After the church was built and the statue of Christ in place, vacationers boating on Grand Lake started coming ashore. Bernice thought a cabin for the preacher and his family would be nice. Harvey found one, dating back to the 1840's, and brought it to the Village to be recreated log by log. Next they added the schoolhouse and the dream began.

"From this beginning" Bernice said, "one thing led to another and now there are more than 100 buildings, each of which houses its own display." Buildings depict aspects of life during the 1800s/1900s including doctors' and dentists' offices, a jail with gallows, courthouse, bank, drugstore, jewelry store, hat and dress shops, print shop, post office, harness and shoe shop, barbershop, all arranged in a village setting on two long loops.

She added, "Harvey loved auctions, and we attended dozens over a four state area." And the 100+ structures contain tens of thousands of items collected or donated over a span of 40+ years. Collections on display include musical instruments...

...over 600 pipes, artifacts, Roaring 20s memorabilia, an immense barbed wire collection, Alaskan and Canadian animals, toys, dolls of all sorts including these clowns...

...woodworking tools, plows, farm machinery, horse-drawn wagons, buggies, and hacks, metal tools, pottery, lamps, military uniforms from the Civil War through Desert Storm, Boy Scout/Girl Scout uniforms and memorabilia, pitchers, butter dishes, chairs of every ilk, brass beds and accessories, wicker, stoves, milking machines, glass and china, washing machines, and way more than I could ever list.

In 1918, Harvey Jones had purchased a team of mules with an old Springfield wagon and began a trucking business, and in 1919 he bought his first used hard-rubber tire Federal truck and began the Springdale Transportation Company. In 1933, the Springdale Transportation Company became Jones Truck Lines, Inc. and over the next 60 years, JTL would become the largest privately-owned truck lines in the United States. By 1980 when JTL was sold, the company was in 15 states and traveled over 100,000 miles daily. They had 41 terminals, 2,000 pieces of equipment and employed 1,500 people.

Harvey was also an avid civic leader. In the early 1930's, Springdale could not afford to keep all of its schools open so Harvey rented a church building, hired a teacher, and paid for supplies to open a school for grades one through six. The following year the schools were re-opened, but Harvey continued his support of education by buying supplies and giving a multitude of scholarships so children in the community could continue on to college.

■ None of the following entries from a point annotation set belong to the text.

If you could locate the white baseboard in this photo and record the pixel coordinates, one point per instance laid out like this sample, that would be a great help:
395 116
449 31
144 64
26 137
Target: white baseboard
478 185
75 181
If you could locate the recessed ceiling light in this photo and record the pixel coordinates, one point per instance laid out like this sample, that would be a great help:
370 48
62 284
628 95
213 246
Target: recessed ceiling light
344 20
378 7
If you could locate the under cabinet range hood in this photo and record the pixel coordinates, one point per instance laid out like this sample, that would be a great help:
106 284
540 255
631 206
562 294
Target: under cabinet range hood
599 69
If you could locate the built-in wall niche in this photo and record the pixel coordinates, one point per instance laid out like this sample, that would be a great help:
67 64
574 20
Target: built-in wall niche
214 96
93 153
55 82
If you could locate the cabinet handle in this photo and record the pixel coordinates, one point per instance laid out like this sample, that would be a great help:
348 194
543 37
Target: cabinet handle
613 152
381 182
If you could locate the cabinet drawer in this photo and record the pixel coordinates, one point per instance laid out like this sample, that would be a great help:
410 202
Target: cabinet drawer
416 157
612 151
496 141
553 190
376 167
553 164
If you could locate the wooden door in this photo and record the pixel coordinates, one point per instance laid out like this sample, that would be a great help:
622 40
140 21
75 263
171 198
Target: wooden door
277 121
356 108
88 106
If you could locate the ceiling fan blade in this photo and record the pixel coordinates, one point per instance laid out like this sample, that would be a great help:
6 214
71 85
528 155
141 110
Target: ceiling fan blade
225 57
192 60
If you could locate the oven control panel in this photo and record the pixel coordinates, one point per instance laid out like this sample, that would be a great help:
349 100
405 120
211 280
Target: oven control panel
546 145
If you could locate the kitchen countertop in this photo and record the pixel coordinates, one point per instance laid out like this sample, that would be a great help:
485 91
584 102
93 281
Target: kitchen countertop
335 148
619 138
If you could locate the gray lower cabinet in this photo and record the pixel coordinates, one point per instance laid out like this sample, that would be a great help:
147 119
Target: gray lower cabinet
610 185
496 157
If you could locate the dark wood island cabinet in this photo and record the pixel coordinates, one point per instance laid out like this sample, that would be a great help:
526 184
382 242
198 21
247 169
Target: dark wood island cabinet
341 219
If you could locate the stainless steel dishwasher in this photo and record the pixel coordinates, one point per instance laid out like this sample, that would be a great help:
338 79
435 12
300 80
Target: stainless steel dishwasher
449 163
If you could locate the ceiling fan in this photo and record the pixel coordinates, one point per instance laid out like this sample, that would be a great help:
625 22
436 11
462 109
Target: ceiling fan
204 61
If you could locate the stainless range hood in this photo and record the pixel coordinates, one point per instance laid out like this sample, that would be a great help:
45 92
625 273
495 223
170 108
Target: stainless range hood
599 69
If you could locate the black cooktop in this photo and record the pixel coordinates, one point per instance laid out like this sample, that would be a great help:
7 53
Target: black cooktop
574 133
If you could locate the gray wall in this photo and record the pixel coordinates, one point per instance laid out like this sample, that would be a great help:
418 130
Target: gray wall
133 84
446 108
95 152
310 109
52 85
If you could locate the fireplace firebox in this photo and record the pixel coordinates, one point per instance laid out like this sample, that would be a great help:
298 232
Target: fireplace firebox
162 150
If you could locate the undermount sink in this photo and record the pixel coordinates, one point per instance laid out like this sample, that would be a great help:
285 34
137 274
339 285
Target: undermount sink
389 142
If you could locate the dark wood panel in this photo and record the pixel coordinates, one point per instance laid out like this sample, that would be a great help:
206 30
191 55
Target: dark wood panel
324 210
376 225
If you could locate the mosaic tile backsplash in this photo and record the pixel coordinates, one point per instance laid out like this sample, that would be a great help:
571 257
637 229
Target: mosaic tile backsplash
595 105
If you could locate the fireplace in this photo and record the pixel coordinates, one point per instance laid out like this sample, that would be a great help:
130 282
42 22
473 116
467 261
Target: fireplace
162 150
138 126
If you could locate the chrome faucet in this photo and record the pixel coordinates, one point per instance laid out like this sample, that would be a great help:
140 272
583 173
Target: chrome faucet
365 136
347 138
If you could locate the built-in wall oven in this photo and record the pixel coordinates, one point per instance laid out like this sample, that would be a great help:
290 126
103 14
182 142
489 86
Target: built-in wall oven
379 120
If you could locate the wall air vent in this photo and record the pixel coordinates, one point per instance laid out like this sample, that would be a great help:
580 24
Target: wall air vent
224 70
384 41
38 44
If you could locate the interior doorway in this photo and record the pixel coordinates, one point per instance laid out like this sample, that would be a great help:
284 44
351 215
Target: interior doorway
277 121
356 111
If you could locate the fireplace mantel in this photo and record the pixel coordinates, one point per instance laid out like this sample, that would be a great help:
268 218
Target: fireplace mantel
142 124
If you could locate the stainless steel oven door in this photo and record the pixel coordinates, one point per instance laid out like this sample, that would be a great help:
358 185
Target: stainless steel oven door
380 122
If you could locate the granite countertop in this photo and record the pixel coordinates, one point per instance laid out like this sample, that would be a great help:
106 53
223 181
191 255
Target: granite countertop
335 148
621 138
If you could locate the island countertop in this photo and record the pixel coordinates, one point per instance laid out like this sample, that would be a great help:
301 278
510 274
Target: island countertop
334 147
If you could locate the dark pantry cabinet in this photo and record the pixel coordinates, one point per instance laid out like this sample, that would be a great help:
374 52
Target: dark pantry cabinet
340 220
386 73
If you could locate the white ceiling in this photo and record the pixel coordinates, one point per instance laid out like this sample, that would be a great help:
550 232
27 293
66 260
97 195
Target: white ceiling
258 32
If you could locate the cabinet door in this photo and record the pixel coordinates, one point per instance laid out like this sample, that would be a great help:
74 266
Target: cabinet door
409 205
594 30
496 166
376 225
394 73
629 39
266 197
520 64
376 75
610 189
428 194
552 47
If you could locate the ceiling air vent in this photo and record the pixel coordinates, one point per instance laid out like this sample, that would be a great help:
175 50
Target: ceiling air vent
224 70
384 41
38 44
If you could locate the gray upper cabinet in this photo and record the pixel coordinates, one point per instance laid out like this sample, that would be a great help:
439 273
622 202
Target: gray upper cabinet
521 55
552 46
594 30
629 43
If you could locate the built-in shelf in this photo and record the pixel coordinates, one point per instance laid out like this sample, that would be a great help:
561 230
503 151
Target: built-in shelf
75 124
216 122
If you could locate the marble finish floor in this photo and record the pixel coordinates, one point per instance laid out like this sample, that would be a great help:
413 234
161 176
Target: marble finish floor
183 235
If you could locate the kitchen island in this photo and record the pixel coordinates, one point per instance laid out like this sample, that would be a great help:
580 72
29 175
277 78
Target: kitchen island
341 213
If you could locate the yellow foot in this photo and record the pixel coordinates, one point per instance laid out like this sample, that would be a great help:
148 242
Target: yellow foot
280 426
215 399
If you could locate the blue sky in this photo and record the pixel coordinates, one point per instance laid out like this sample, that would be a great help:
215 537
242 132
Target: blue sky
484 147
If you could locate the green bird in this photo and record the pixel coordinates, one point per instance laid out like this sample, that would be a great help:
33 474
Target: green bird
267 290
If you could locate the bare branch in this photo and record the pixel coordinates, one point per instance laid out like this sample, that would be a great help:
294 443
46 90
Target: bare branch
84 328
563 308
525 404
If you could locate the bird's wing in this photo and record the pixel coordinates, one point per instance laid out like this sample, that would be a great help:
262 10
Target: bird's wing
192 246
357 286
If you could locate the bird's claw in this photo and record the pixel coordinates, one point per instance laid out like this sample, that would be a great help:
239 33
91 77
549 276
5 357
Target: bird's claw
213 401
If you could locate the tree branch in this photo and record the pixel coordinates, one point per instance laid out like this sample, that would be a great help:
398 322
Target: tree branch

Harvey was chairman of the Springdale Memorial Hospital Board, President of the School Board, President of the Chamber of Commerce and Chairman of the Board of the First National Bank of Springdale among other important posts. In 1969, he was the first recipient of the Springdale Chamber of Commerce "Outstanding Civic Service Award"

In all of these endeavors by Harvey, Bernice was an important and equal partner. However, she had a strong identity of her own. Shortly after the truck line was sold in 1980, Harvey became ill and progressively incapacitated. All of the Jones' remaining business endeavors became Bernice's responsibility, and it was her decision to expand their philanthropic endeavors.

Beneficiaries of her generosity include libraries, museums, children's homes, churches, and substantial gifts to several colleges and universities. She has provided for hundreds of nursing scholarships, and together with Harvey, has been a lifelong supporter of Springdale Memorial Hospital. In fact, she was one of the first women to serve on the hospital's board of directors.

Har-Ber Village museum now serves as a fitting tribute and lasting memorial to them. It is open March through mid-November and charges a nominal admission of $3 ($2 for seniors.)

1 comment:

Goldenrod said...

How interesting! It's really amazing how much was built and expanded upon since the property was originally purchased. Plus, the Harvey and Bernice Jones story is worth reading all by itself. Great post, Chuck!